Encore faut-il « voir la réalité en face » et bien mesurer le rapport des forces, nous dit Franck Marsal, en commentaire au texte d’hier La machine de guerre continue de tourner et en réaction au vote inique du Conseil constitutionnel (note de Marianne Dunlop pour Histoire et Société)
Nous ne pouvons pas penser que des “changements comme il ne s’en est pas passé depuis cent ans” ne nous concerneront pas, ne nous bousculeront pas ou pourront simplement se dérouler à l’extérieur, se régler entre la Russie, la Chine et les USA. Non, nous aussi nous allons vivre, d’abord subir des changements et nous aussi nous devrons en être acteurs, les imposer. Surtout si l’on se veut communistes.
Au fond, ce qui nous est présenté comme “la décision du conseil constitutionnel” et ce que nous dit cette (pour l’instant) inexorable montée vers la guerre, c’est cette même chose.
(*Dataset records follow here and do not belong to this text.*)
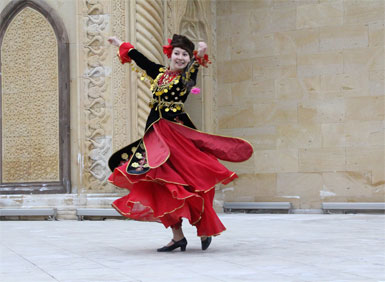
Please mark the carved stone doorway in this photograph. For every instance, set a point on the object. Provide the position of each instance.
(34, 100)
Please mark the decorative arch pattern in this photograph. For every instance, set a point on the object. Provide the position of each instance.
(34, 100)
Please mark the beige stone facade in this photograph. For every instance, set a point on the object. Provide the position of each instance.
(302, 80)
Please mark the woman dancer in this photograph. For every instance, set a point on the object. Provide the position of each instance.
(172, 170)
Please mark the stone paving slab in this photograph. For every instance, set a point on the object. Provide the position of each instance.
(256, 247)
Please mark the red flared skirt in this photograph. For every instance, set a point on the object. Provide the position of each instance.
(180, 183)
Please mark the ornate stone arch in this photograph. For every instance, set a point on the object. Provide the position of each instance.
(51, 100)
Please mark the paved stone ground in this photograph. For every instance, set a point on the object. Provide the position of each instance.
(256, 247)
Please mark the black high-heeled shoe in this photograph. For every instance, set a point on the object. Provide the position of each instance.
(206, 243)
(177, 244)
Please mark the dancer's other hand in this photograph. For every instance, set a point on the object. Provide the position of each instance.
(114, 41)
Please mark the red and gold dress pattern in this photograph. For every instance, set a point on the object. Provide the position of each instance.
(172, 171)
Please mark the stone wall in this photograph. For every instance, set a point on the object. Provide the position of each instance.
(303, 80)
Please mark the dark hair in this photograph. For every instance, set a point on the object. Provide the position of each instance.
(183, 42)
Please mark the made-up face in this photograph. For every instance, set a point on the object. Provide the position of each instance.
(179, 59)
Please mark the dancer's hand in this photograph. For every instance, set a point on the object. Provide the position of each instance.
(202, 48)
(114, 41)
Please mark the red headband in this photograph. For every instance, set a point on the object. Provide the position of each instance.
(167, 49)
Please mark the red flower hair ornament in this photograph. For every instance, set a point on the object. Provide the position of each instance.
(167, 49)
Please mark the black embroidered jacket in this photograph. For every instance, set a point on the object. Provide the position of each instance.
(169, 95)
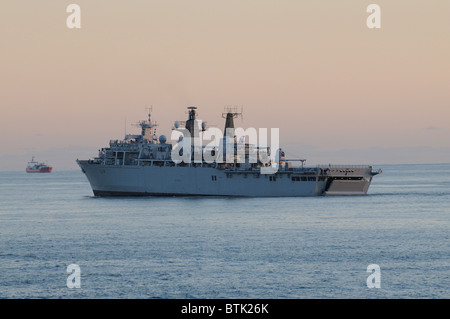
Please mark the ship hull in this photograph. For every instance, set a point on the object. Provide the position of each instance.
(41, 170)
(123, 180)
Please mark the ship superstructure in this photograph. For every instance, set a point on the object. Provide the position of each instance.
(145, 165)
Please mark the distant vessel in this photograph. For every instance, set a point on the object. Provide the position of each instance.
(36, 167)
(143, 165)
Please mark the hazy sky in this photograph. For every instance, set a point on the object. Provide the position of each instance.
(338, 91)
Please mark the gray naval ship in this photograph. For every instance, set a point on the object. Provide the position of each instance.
(144, 165)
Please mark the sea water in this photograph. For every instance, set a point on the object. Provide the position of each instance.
(213, 247)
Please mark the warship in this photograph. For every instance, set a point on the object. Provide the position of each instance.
(147, 165)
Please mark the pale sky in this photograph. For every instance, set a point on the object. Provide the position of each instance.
(311, 68)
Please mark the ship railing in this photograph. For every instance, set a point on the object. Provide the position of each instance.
(342, 166)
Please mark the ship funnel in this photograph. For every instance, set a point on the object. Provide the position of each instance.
(229, 114)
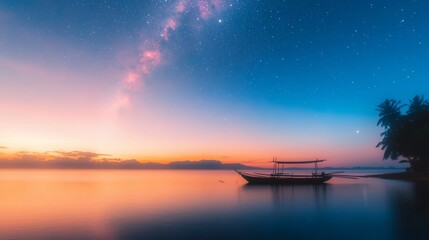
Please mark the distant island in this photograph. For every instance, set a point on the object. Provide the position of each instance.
(123, 164)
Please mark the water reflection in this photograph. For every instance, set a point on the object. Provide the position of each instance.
(196, 205)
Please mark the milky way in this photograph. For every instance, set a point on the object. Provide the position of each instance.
(151, 52)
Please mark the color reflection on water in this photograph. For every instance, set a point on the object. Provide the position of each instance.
(173, 204)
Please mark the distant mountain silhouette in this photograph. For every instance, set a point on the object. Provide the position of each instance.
(89, 163)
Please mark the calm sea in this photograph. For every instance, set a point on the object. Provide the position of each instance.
(194, 204)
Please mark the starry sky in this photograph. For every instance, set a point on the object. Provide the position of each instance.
(233, 80)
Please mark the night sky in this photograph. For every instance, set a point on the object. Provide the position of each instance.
(238, 81)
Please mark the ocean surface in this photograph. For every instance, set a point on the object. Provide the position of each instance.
(199, 204)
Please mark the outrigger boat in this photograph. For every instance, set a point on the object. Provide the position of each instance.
(278, 176)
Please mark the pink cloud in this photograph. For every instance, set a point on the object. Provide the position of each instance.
(151, 57)
(171, 24)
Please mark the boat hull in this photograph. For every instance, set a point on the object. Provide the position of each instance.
(288, 179)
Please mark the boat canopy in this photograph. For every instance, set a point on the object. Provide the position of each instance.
(298, 162)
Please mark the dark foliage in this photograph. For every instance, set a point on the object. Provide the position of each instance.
(406, 135)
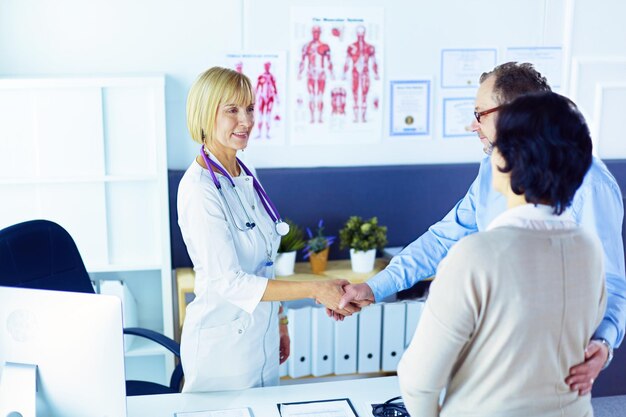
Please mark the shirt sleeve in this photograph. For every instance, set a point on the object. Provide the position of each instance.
(598, 207)
(440, 336)
(212, 249)
(419, 259)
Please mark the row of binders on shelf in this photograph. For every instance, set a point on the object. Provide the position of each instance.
(372, 340)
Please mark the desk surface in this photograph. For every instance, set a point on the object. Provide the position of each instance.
(262, 401)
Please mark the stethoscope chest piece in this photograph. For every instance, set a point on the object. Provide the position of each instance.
(282, 228)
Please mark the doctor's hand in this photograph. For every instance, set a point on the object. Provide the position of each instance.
(582, 376)
(284, 342)
(330, 294)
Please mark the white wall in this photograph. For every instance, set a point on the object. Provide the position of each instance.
(183, 38)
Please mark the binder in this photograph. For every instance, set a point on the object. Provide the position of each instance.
(413, 313)
(345, 345)
(129, 306)
(369, 337)
(300, 341)
(393, 335)
(322, 338)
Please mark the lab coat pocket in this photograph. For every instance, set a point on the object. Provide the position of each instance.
(237, 326)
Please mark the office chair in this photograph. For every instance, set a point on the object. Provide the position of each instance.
(40, 254)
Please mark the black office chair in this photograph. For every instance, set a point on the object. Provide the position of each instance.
(41, 254)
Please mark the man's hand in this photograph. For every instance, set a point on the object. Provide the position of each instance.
(284, 342)
(582, 376)
(356, 295)
(330, 294)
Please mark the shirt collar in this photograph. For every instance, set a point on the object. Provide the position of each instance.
(534, 217)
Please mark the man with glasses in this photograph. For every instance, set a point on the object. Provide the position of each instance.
(597, 206)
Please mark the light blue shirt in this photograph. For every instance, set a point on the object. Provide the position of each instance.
(597, 207)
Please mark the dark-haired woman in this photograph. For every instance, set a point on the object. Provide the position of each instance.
(513, 308)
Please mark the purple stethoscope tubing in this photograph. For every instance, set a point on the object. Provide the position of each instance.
(270, 208)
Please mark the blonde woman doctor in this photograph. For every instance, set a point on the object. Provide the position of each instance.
(231, 336)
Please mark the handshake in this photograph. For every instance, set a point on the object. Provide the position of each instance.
(341, 298)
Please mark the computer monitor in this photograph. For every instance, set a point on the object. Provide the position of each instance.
(72, 342)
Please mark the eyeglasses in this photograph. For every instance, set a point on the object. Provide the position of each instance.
(390, 408)
(479, 114)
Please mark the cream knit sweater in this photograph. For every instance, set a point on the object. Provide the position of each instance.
(510, 311)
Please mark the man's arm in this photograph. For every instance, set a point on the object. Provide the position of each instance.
(419, 260)
(598, 207)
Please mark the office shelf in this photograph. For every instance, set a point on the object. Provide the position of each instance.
(89, 153)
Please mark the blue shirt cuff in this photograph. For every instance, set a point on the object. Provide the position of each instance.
(382, 285)
(607, 331)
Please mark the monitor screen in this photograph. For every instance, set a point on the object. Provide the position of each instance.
(76, 342)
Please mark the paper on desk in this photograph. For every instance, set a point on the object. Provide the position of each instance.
(328, 408)
(235, 412)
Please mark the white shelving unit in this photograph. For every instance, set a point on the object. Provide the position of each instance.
(90, 154)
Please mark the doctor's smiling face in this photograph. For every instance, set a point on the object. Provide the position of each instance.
(233, 124)
(486, 127)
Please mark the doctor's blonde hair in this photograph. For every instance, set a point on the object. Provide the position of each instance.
(213, 87)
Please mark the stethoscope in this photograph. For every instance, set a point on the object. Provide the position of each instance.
(281, 227)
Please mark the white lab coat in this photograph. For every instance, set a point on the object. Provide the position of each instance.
(230, 339)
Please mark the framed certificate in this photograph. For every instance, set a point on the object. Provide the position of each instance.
(410, 108)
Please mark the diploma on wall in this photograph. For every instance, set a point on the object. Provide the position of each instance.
(458, 113)
(410, 108)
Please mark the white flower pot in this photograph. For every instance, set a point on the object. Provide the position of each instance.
(362, 261)
(285, 262)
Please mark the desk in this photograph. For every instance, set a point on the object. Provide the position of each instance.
(262, 401)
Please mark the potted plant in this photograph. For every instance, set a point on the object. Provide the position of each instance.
(316, 249)
(363, 237)
(292, 242)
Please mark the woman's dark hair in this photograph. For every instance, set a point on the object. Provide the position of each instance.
(546, 146)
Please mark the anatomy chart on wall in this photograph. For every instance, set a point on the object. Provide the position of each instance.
(267, 72)
(336, 75)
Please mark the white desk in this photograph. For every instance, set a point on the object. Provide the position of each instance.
(262, 401)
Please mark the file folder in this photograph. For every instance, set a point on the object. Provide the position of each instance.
(413, 313)
(322, 347)
(300, 341)
(393, 335)
(345, 345)
(369, 336)
(283, 368)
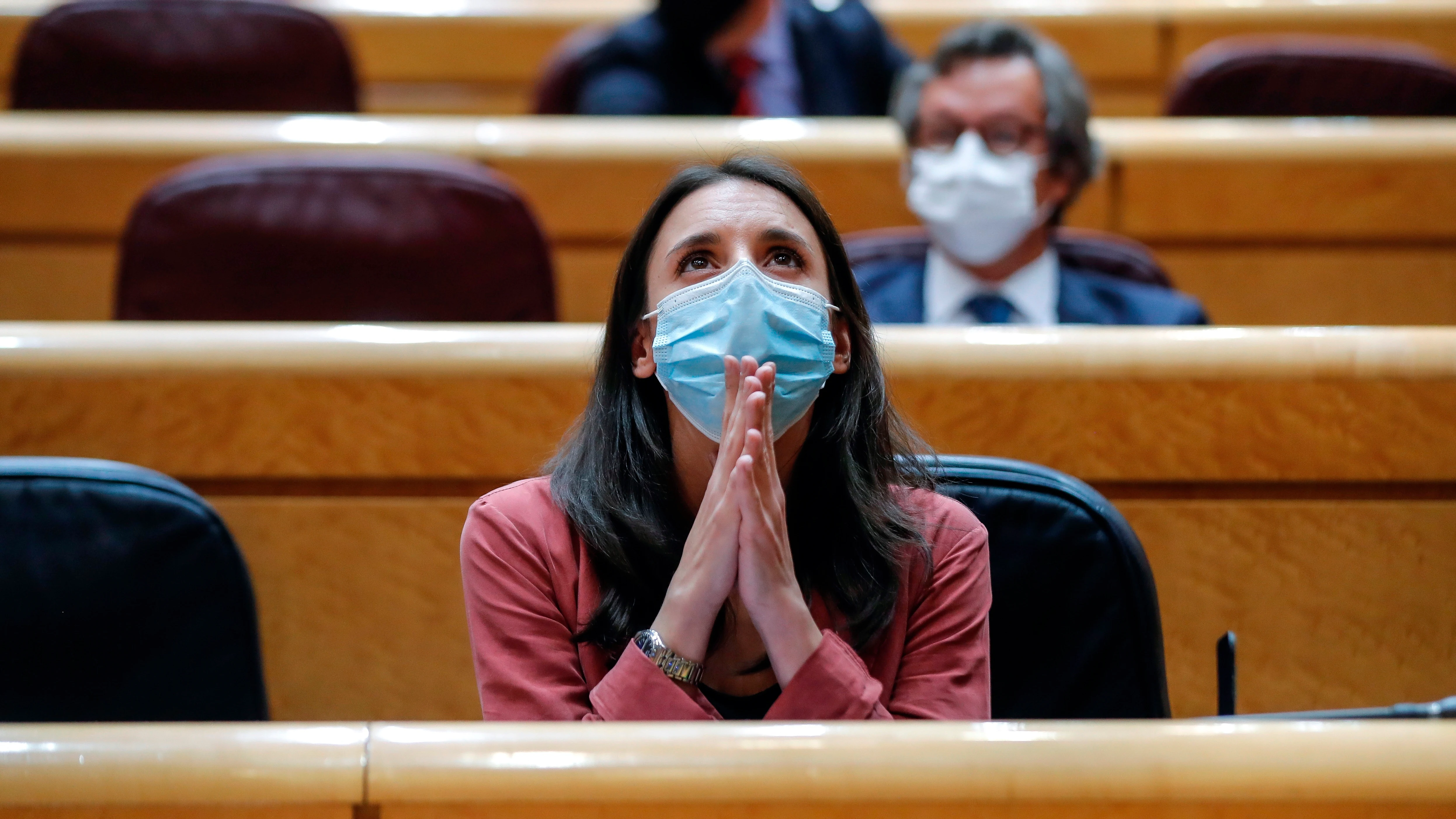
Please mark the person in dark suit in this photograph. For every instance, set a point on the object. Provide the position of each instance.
(746, 59)
(998, 131)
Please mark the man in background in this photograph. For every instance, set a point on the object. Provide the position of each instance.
(745, 59)
(998, 131)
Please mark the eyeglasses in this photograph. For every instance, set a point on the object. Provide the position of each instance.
(1002, 137)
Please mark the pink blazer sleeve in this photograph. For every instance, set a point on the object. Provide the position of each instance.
(529, 668)
(526, 662)
(944, 670)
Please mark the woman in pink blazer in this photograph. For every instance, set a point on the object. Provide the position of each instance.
(736, 527)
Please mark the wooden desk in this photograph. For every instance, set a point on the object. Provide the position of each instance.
(482, 56)
(924, 770)
(1269, 222)
(730, 770)
(181, 772)
(1294, 485)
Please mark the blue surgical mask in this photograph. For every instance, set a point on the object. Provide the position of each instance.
(743, 312)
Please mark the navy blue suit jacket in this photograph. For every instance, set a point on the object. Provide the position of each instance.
(894, 293)
(847, 66)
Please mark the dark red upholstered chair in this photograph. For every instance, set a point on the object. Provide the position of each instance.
(558, 84)
(1312, 76)
(183, 56)
(1095, 251)
(334, 238)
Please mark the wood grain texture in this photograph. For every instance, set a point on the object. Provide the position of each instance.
(360, 606)
(296, 427)
(183, 812)
(1337, 604)
(1318, 286)
(857, 764)
(57, 281)
(1312, 200)
(918, 809)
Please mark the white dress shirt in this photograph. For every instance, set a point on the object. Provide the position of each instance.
(1031, 291)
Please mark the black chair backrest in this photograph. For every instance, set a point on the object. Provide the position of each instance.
(1087, 249)
(1075, 625)
(1312, 76)
(328, 236)
(123, 599)
(183, 56)
(558, 82)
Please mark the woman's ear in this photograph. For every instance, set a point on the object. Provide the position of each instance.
(643, 363)
(839, 328)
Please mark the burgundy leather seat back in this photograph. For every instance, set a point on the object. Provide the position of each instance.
(1095, 251)
(1312, 76)
(334, 238)
(558, 84)
(183, 56)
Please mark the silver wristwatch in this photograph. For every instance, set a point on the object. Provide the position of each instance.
(673, 665)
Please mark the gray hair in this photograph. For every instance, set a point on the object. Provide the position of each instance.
(1074, 155)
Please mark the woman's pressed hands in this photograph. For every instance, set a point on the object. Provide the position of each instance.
(708, 569)
(767, 581)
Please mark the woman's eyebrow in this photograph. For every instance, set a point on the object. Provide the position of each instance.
(707, 238)
(782, 235)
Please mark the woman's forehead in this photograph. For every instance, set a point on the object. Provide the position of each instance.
(733, 206)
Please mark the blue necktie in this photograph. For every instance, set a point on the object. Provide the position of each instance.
(991, 309)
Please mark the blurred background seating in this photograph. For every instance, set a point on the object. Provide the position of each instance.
(1075, 623)
(123, 597)
(183, 56)
(1312, 76)
(334, 238)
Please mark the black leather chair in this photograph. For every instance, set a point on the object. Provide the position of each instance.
(183, 56)
(1087, 249)
(1312, 76)
(331, 236)
(123, 597)
(1075, 625)
(558, 84)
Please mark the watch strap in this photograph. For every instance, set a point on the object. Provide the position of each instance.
(675, 665)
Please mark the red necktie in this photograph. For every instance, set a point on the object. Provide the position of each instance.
(742, 67)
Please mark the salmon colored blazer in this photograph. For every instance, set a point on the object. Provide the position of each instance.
(529, 587)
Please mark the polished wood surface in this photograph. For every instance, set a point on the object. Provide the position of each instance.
(1337, 222)
(178, 764)
(721, 770)
(848, 763)
(426, 56)
(1295, 485)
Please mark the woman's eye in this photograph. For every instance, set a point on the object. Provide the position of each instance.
(784, 258)
(695, 262)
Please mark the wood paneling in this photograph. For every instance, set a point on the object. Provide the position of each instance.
(360, 606)
(1318, 286)
(1298, 486)
(1377, 200)
(57, 281)
(918, 809)
(1334, 222)
(362, 614)
(1272, 571)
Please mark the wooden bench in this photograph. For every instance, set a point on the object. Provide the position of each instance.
(915, 770)
(1270, 223)
(1294, 485)
(903, 770)
(181, 772)
(482, 56)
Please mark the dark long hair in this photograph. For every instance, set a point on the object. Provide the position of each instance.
(616, 481)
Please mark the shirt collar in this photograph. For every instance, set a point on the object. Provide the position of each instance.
(1033, 291)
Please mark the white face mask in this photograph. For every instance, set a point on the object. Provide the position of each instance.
(978, 206)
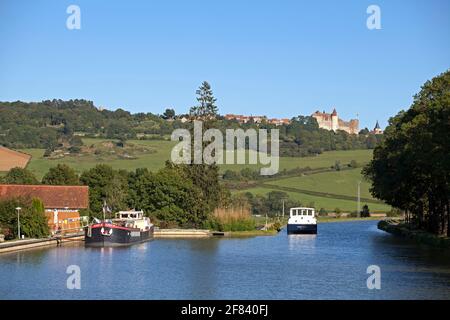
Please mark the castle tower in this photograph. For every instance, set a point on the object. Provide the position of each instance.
(377, 129)
(334, 120)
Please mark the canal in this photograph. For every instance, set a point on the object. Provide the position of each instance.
(331, 265)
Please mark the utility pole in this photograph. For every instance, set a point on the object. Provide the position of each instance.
(359, 199)
(18, 221)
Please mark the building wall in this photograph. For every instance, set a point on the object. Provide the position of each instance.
(332, 122)
(66, 221)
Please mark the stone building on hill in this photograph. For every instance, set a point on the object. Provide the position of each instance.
(331, 121)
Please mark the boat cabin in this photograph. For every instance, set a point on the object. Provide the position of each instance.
(309, 212)
(129, 215)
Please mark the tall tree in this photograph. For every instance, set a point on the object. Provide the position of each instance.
(20, 176)
(105, 184)
(169, 114)
(206, 108)
(410, 169)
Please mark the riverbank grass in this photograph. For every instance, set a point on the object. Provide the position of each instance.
(406, 231)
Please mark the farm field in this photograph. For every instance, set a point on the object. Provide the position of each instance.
(328, 203)
(336, 182)
(153, 161)
(161, 152)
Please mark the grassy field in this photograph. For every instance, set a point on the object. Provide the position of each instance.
(337, 182)
(329, 190)
(161, 152)
(328, 203)
(153, 161)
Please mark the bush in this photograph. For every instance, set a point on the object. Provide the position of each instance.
(394, 212)
(365, 213)
(354, 214)
(33, 222)
(232, 219)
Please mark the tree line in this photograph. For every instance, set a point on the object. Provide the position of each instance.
(53, 124)
(410, 169)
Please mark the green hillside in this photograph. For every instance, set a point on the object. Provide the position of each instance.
(328, 203)
(161, 150)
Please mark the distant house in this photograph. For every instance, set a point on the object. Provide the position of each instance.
(62, 203)
(11, 158)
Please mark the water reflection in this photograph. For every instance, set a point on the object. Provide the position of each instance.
(302, 242)
(333, 265)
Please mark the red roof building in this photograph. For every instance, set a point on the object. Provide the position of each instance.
(62, 203)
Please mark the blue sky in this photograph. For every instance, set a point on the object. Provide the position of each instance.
(279, 58)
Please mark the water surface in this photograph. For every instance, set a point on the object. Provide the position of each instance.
(331, 265)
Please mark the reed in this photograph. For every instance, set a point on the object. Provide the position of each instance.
(234, 219)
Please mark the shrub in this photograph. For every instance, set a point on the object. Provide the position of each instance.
(365, 213)
(33, 222)
(232, 219)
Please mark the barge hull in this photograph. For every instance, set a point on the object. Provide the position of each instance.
(302, 228)
(117, 238)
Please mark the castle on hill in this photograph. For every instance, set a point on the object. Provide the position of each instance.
(331, 121)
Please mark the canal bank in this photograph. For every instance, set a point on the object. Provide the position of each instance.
(403, 230)
(19, 245)
(333, 265)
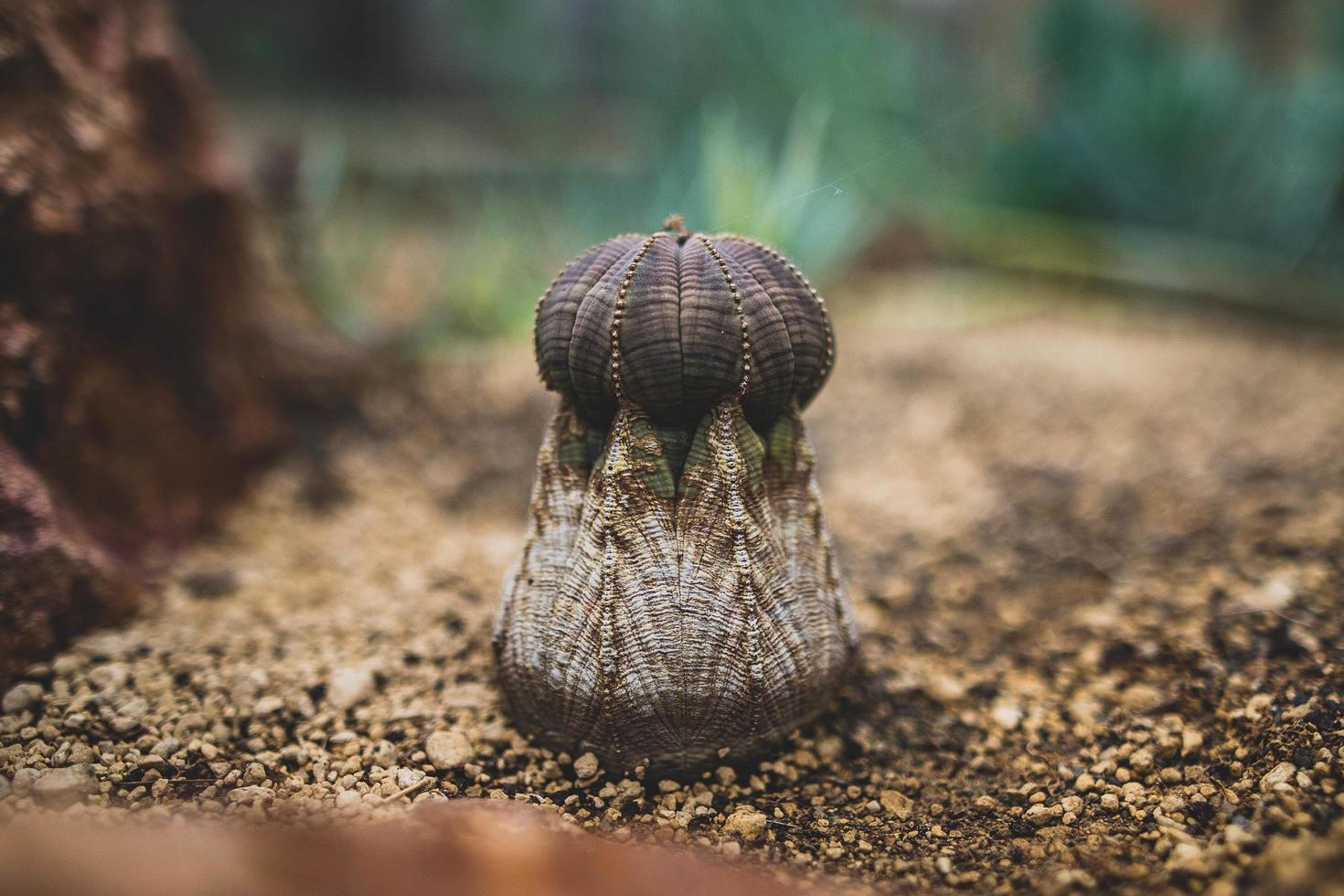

L’avenir nous appartient, mais on pourra nous le voler aussi longtemps que nous ne nous en saisirons pas. On nous volera notre retraite tout comme on volera les vies des jeunes, fauchés par la guerre.
Le premier changement est celui-là : la machine tourne, elle est en marche, elle ne se laisse pas arrêter par quelque sentiment, elle n’admet plus de faux-semblants. Elle s’expose et s’impose par la force. Elle fait même de son absence totale de pudeur et de sentiment son choix délibéré. Montrer que rien n’arrête la machine, voilà le premier objectif. Piétiner le parlement fût une démonstration. Soumettre le conseil constitutionnel est juste une formalité. Montrer qu’on est prêt à avoir des morts dans la répression des manifestations, ce fût fait à Sainte Soline. L’objectif de la manifestation n’était pas important. L’important, ce fut la démonstration, pas même de force, mais d’absence totale de scrupule.
Absence de scrupule, mensonge, volonté délibérée d’imposer, coûte que coûte. Au fond, n’est-ce pas simplement que ce qui se passait hier ailleurs, en Irak, en Afrique, dans le Donbass, est en train de se dérouler aussi ici ?
Il y a deux façons de voir ce qui se déroule, ici, comme là-bas. La première consiste à ne voir cela que comme des exceptions à la normalité, à les dénoncer, à s’offusquer. Appeler à la paix, au respect de la démocratie, au référendum … Peut-être que Macron est une erreur, que l’OTAN et sa politique belliciste sont aussi des erreurs à rectifier. Peut-être qu’en dénonçant ces erreurs, on pourra espérer revenir au monde d’avant. Dans ce vieux monde, les discussions diplomatiques réglaient en paix les questions internationales, et les discussions parlementaires et électorales réglaient les questions de politique nationale.
La seconde consiste au contraire à prendre ce qui se déroule comme quelque chose de sérieux, comme le signe d’une nouvelle “normalité”. A considérer que le monde d’avant ne reviendra pas. Que les classes sociales et les nations qu’elles dirigent sont engagées dans une lutte terrible pour leur existence et que seuls compteront les rapports de force.
Cela me mène à une phrase que j’ai entendu ces derniers temps, selon laquelle il faudrait trouver un “débouché politique” afin de “donner de l’espoir”. L’espoir fait vivre dit-on. Mais face aux dangers, la lucidité est meilleure conseillère que l’espoir. Est-ce le sens d’un appel au référendum d’initiative partagée, retoqué par le conseil, mais que l’on s’empresse de redéposer ? S’agit-il d’offrir un “débouché”, de ne pas “désespérer” ? Mais n’est-ce pas prendre surtout le risque d’une nouvelle déception ? N’est-il pas meilleur espoir que la lucidité ? Regarder la situation bien en face, mesurer le danger et les forces qui nous font face. Accepter la difficulté de la tâche afin de rassembler toutes nos forces pour les moments décisifs.
Je fais ce parallèle avec la guerre en me remémorant les phrases de ces combattants du Donbass, qui protestaient contre les marchands de bonnes nouvelles, contre ceux qui disaient que la victoire serait facile, qu’elle était inéluctable, que les armes de l’OTAN étaient de mauvaise qualité, les soldats d’en face mal formés, etc. Les combattants réclamaient la vérité et la lucidité, parce qu’elles sont des conditions nécessaires de la victoire. Parce qu’à sous-estimer l’adversaire, on ne se prépare que des réveils douloureux.
Nous en avons également besoin. Voir la réalité en face et ne compter que sur nos propres forces.